Gemma4 ouput: [RequestOutput(request_id=0, prompt='Paris is', prompt_token_ids=[50429, 563], encoder_prompt=None, encoder_prompt_token_ids=None, prompt_logprobs=None, outputs=[CompletionOutput(index=0, text=' is is is is is is is is is is', token_ids=[563, 563, 563, 563, 563, 563, 563, 563, 563, 563], routed_experts=None, cumulative_logprob=None, logprobs=None, finish_reason=length, stop_reason=None)], finished=True, metrics=None, lora_request=None, num_cached_tokens=0)]

When changing VLLM model ID to "Qwen/Qwen3-30B-A3B", the output is “the capital of France. It is a city of”

To reproduce the bug, run the following script:

import gc
import logging
import os
from vllm import LLM, SamplingParams
import jax
from jax import config as jax_config

VLLM_MODEL_ID="google/gemma-4-26B-A4B"
#VLLM_MODEL_ID="Qwen/Qwen3-30B-A3B"

_JAX_COMPILATION_CACHE_DIR = "/tmp/jax_cache"
def _setup_jax_compilation_cache():
  jax_config.update("jax_compilation_cache_dir", _JAX_COMPILATION_CACHE_DIR)
  jax_config.update("jax_persistent_cache_min_entry_size_bytes", -1)
  jax_config.update("jax_persistent_cache_min_compile_time_secs", 0)
  jax_config.update("jax_enable_compilation_cache", True)

def _setup_vllm():
  # for vLLM we can skip JAX precompilation with this flag, it makes startup faster
  os.environ["SKIP_JAX_PRECOMPILE"] = "1"
  os.environ["JAX_RANDOM_WEIGHTS"] = "False"
  os.environ["VLLM_ENABLE_V1_MULTIPROCESSING"] = "0"
  
def _clean_device_memory():
  """Forces Python garbage collection and waits for JAX devices to idle."""
  logging.info("Cleaning JAX device memory...")
  # Run Python's garbage collector to free Python-level references
  gc.collect()
  # Wait for all devices to finish pending operations.
  # This allows JAX to reclaim memory associated with arrays
  # that are no longer referenced.
  for x in jax.live_arrays():
      x.delete()      
  logging.info("Device memory cleanup complete.")  

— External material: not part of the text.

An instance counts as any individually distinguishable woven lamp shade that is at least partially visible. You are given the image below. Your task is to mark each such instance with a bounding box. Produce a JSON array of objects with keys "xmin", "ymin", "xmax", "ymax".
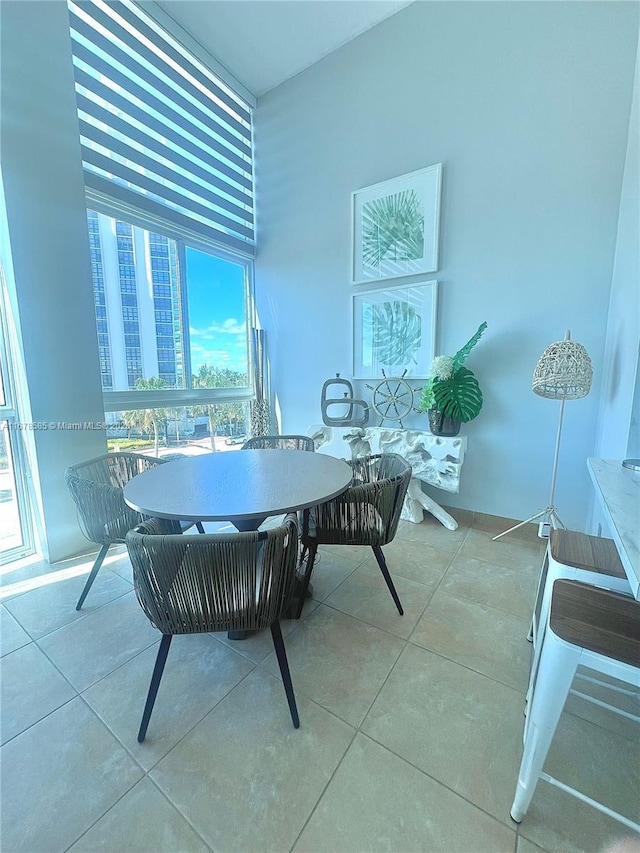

print(f"JAX devices: {jax.devices()}")  
_setup_jax_compilation_cache()
_setup_vllm()
_clean_device_memory()

llm = LLM(
  VLLM_MODEL_ID,
  max_model_len=16,
  tensor_parallel_size=2,
  data_parallel_size=-1,
  gpu_memory_utilization=0.65,
  async_scheduling=False,
  enforce_eager=True,
)

sampling_params = SamplingParams(temperature=0.0, max_tokens=10)
print("\n" + "="*80)
print("Generation test after weight transfer:")
print(llm.generate("Paris is", sampling_params=sampling_params))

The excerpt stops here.